By Clare Sambrook
Ask Boy A what he is scared of and he says dogs, strangers and policemen. He is scared to go outside and play with friends. At night he wets his bed. He cannot sleep without his mother. He is nine years old. [p59-60]
At their autumn conference this weekend [18 to 22nd SEPT] Liberal Democrats wanting to rescue their end child detention pledge from Home Office sabotage will find ammunition in a chilling new report from Medical Justice.
Boy A is one of 141 children in the report that takes its title — ‘State Sponsored Cruelty’ — from Nick Clegg’s pre-election definition of the detention policy. [p5] Almost half the children were born in Britain, and 62 per cent of all of them were released from detention back into the UK, raising the question, why on earth were they locked up in the first place?
Boy S, aged 9, arrested with his mother in a dawn raid and locked up in Yarl’s Wood detention centre, lost one tenth of his body weight in a single month. [p39]Another child, bounced in and out of Yarl’s Wood time and time again, spent 166 days behind bars before she was three years old. [p24 ]And this, in Britain, a country where dawn raids and imprisonment of families who have committed no crime is unimaginable in any other context.
At their Spring conference six months ago Liberal Democrats voted to make ending child detention an Election promise. (‘The Government must find its long lost moral compass and put an end to child detention immediately,’ said Chris Huhne, then shadow Home Secretary.) Clegg pushed successfully for its inclusion in the Coalition Agreement.
Then the Home Office went to work. Instead of stopping the dawn raids and closing the asylum prisons, immigration minister Damian Green invited selected NGOs to join a ‘working party’ helping the government to review alternatives to detention.

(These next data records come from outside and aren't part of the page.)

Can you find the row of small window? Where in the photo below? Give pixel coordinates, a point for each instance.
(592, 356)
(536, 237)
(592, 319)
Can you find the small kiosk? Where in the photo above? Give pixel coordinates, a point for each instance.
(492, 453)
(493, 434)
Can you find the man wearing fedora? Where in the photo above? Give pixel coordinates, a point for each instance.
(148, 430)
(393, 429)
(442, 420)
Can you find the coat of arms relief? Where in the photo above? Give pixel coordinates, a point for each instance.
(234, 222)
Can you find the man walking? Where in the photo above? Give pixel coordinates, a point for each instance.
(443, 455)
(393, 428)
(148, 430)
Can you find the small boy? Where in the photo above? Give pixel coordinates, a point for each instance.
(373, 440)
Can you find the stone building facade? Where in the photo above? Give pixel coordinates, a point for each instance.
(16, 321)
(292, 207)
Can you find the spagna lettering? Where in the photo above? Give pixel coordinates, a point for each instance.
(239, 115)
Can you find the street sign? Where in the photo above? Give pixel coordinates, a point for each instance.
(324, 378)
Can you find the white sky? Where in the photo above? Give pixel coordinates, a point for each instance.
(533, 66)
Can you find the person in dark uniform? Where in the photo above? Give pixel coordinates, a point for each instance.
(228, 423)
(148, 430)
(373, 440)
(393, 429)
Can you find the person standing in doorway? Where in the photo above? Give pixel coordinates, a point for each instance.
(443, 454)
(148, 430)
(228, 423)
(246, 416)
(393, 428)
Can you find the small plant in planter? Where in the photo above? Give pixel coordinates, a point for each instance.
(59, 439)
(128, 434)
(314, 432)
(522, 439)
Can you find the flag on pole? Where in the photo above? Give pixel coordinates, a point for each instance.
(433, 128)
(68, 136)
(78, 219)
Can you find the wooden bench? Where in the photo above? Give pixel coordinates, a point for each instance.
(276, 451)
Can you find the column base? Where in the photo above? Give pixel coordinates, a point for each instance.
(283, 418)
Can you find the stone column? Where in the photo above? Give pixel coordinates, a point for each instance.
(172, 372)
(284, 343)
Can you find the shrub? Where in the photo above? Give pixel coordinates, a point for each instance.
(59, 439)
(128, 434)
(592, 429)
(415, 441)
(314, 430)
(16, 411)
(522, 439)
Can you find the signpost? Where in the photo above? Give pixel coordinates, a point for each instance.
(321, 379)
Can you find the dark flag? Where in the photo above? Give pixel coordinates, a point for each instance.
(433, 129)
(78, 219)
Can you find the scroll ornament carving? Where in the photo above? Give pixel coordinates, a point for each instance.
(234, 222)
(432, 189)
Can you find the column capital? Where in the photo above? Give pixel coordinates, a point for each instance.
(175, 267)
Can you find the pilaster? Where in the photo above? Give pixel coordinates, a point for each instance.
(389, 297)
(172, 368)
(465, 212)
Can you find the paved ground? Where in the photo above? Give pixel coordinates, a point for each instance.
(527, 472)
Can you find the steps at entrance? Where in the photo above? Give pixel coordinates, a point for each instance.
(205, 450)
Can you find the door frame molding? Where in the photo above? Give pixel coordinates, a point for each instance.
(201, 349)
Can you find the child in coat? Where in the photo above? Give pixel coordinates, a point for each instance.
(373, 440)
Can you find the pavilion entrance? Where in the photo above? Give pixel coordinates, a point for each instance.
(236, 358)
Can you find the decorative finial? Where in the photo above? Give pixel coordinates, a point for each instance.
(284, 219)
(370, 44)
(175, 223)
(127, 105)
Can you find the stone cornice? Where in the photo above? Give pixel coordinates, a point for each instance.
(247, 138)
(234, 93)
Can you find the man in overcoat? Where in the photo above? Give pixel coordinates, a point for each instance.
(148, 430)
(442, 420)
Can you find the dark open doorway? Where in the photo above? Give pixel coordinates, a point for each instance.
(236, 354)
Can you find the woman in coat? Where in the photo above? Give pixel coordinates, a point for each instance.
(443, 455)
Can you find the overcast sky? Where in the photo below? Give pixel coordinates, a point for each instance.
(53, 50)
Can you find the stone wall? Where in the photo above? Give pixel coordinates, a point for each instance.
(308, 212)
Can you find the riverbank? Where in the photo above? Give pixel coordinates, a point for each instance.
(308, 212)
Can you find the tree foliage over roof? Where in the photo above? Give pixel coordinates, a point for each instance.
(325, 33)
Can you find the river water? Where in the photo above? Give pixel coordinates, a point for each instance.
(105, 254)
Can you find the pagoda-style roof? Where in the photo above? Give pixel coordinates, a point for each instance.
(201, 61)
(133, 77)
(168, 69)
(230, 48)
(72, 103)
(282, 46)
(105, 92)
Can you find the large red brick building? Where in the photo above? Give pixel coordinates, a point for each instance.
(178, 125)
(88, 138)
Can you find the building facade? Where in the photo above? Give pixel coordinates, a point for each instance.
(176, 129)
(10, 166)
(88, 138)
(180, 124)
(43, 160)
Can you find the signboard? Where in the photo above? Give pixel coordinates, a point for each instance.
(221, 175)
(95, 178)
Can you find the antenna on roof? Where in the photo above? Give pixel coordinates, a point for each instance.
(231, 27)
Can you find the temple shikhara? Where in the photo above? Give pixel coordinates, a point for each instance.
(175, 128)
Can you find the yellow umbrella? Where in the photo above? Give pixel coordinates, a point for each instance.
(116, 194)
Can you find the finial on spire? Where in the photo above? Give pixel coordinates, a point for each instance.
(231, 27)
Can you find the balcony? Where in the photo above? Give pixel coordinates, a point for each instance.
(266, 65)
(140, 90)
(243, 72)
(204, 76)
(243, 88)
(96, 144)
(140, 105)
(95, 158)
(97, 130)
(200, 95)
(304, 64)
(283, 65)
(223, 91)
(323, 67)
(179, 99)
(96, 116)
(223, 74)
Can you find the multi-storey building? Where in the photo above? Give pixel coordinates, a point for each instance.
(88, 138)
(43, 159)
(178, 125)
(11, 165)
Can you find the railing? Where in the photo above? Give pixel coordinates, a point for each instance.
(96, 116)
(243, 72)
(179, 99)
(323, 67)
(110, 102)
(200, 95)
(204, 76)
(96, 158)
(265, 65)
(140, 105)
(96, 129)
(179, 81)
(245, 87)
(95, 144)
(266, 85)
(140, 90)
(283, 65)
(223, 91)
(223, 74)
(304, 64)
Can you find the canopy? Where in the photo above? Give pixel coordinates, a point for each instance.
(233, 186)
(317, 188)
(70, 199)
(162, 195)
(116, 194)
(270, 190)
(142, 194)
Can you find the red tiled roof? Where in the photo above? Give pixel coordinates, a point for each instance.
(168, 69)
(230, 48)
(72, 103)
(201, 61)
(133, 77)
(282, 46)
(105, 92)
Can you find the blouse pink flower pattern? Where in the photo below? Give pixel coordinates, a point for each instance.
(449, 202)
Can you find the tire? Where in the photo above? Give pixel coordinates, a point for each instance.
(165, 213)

Green announced: ‘All those who have the most knowledge of the asylum process should play a significant role in guiding us onto the right path.’ Behind their backs, he sanctioned ill-thought out draconian ‘pilots’ of ‘alternatives’, bundling vulnerable families out of the country without recourse to legal advice.
In a parallel and chilling show of true intent, the Ministry of Justice, ignoring appeals from scores of leading lawyers and the Archbishop of Canterbury, let the biggest provider of legal representation to asylum seekers — Refugee & Migrant Justice — fail, for want of prompt payment of fees owed by the government. RMJ’s collapse robbed many thousands of vulnerable people of legal advice, and thrust the surviving not-for-profit legal aid providers and specialist solicitor firms under catastrophic strain.
As for Damian Green’s review process, its integrity is manifested in the person put in charge of it. Dave Wood, a former police officer with no experience in children’s services, is director of criminality and detention at the UK Border Agency, locking up more than 1000 children every year in conditions known to harm their health.
Such is Wood’s enthusiasm for detention that he told the Home Affairs Select Committee last year that families rarely abscond but should be locked up anyway to deter others from coming here.
He wrote to the committee falsely undermining peer-reviewed medical evidence that Yarl’s Wood was damaging children’s physical health and messing up their minds. ‘The study was undertaken without any reference to the UK Border Agency or its clinicians,’ he told MPs. Not true. Home Office documents attest to the discussions that took place.
No maverick, Wood is a perfect product of his department’s culture. As recently as June, an eye-popping safeguarding report criticised the Border Agency for ‘fundamental’ child protection failings. Dismissing a mother’s desperate pleas for medical care for her five year old, sexually abused at Yarl’s Wood, the Border Agency (catchphrase: ‘treating children with care and compassion is a priority’) swept mother and child out of the country.
The Minister for Children and Families, Sarah Teather — a Liberal Democrat — sent a friendly message to last week’s parliamentary launch of the Medical Justice report, reasserting the Coalition’s commitment to ending child detention, but adding: ‘We have to be careful not to rush into this as we are dealing with the safety and well-being of often vulnerable children and it is essential it is done properly.’
Quite how children’s safety might be served by not rushing to end a practice proven to wreck their lives is a mystery that suggests leading Liberal Democrats have been gulled by the detention enthusiasts at the Home Office.
Liberal Democrats may take pride in their end child detention pledge. But they must summon the political integrity to fight for it, or else the Home Office will swap one form of state sponsored cruelty for another. As Medical Justice concludes: ‘Ending the immigration detention of children should be immediate, and not contingent on any reviews or pilot projects on alternatives to detention.’